Kamis, 30 Juli 2026 16:35 WIB

Image Print

Foto bersama setelah kegiatan penguatan dan pengembangan lembaga penyedia layanan perlindungan perempuan yang dilaksanakan DP3AKB Kota Jayapura, Kamis (30/7/2026) ANTARA/HO-Humas Pemkot Jayapura

Jayapura (ANTARA) - Pemerintah Kota (Pemkot) Jayapura, Papua melalui Dinas Pemberdayaan Perempuan, Perlindungan Anak dan Keluarga Berencana (DP3AKB) setempat memberikan perlindungan bagi perempuan dan anak, dengan memfasilitasi adanya kegiatan penguatan dan pengembangan lembaga penyedia layanan perlindungan perempuan.
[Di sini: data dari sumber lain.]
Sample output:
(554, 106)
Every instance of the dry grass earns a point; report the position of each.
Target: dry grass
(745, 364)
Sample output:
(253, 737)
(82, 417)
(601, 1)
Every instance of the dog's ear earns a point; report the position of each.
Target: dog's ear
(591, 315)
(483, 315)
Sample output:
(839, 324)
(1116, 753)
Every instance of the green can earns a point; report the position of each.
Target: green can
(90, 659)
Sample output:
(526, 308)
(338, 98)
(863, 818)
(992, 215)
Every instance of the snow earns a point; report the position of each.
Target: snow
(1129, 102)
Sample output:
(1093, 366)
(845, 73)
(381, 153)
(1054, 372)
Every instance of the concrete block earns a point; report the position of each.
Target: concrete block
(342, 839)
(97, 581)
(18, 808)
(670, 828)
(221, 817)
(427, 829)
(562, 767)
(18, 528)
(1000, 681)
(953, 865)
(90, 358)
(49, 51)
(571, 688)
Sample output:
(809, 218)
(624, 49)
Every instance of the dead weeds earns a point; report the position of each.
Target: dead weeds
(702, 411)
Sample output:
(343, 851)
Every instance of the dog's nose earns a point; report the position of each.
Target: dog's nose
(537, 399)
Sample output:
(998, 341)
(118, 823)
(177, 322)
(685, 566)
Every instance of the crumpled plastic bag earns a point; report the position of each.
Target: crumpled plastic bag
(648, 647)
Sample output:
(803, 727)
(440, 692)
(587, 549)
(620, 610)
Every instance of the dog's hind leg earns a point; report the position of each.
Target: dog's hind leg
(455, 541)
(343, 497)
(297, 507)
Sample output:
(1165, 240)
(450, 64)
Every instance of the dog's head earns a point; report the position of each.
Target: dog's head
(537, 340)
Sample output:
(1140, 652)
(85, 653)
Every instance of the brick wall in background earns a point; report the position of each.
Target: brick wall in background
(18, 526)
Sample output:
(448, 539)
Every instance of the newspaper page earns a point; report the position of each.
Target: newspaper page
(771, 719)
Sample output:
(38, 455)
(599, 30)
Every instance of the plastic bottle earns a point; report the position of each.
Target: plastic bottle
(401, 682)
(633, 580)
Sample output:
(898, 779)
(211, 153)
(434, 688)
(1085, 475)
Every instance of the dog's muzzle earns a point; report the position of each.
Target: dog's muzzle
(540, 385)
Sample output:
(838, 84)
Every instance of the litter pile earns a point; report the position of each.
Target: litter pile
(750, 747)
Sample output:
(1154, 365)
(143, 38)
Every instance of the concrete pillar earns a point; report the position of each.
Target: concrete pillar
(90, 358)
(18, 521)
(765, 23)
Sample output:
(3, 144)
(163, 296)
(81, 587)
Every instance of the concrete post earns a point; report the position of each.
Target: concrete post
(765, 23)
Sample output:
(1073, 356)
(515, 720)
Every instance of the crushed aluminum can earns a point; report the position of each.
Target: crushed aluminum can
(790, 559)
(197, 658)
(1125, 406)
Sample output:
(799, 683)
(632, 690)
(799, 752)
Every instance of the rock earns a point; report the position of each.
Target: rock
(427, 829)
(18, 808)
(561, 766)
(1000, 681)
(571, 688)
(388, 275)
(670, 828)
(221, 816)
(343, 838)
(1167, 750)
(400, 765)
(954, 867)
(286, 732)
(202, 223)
Asisten III Bidang Administrasi Umum Setda Kota Jayapura Ni Nyoman Sri Antari di Jayapura, Kamis, mengatakan keberadaan lembaga penyedia layanan di tingkat masyarakat semakin mendekatkan pelayanan pemerintah kepada warga sehingga masyarakat yang mengalami atau mengetahui adanya kasus kekerasan tidak harus datang langsung ke kantor wali kota Jayapura untuk menyampaikan laporan.

"Pengaduan dapat disampaikan melalui kader maupun lembaga layanan yang telah disiapkan di lingkungan masing-masing," katanya.

Menurut Sri, pihaknya berharap ke depan agar setiap persoalan yang dihadapi masyarakat terutama berkaitan dengan kekerasan terhadap perempuan dan anak dapat diterima ditindaklanjuti dan ditangani secara cepat dan tepat.

Kepala DP3AKB Kota Jayapura Betty Puy mengatakan kegiatan penguatan dan pengembangan lembaga penyedia layanan perlindungan perempuan bertujuan untuk meningkatkan kapasitas para kader agar mampu menjadi perpanjangan tangan pemerintah dalam menerima pengaduan.

"Kemudian memberikan pendampingan awal dan membantu penanganan kasus kekerasan terhadap perempuan dan anak di lingkungan masyarakat," katanya.

Dia menjelaskan salah satu persoalan yang sering ditemukan dalam penegakan kasus perempuan dan anak adalah pernikahan dini, dan dalam penanganan setiap kasus kekerasan terhadap perempuan dan anak tidak dapat dilakukan oleh satu instansi saja.

"Sehingga kami terus membangun koordinasi dengan berbagai organisasi perangkat daerah serta lembaga terkait dalam menangani setiap kasus," ujarnya.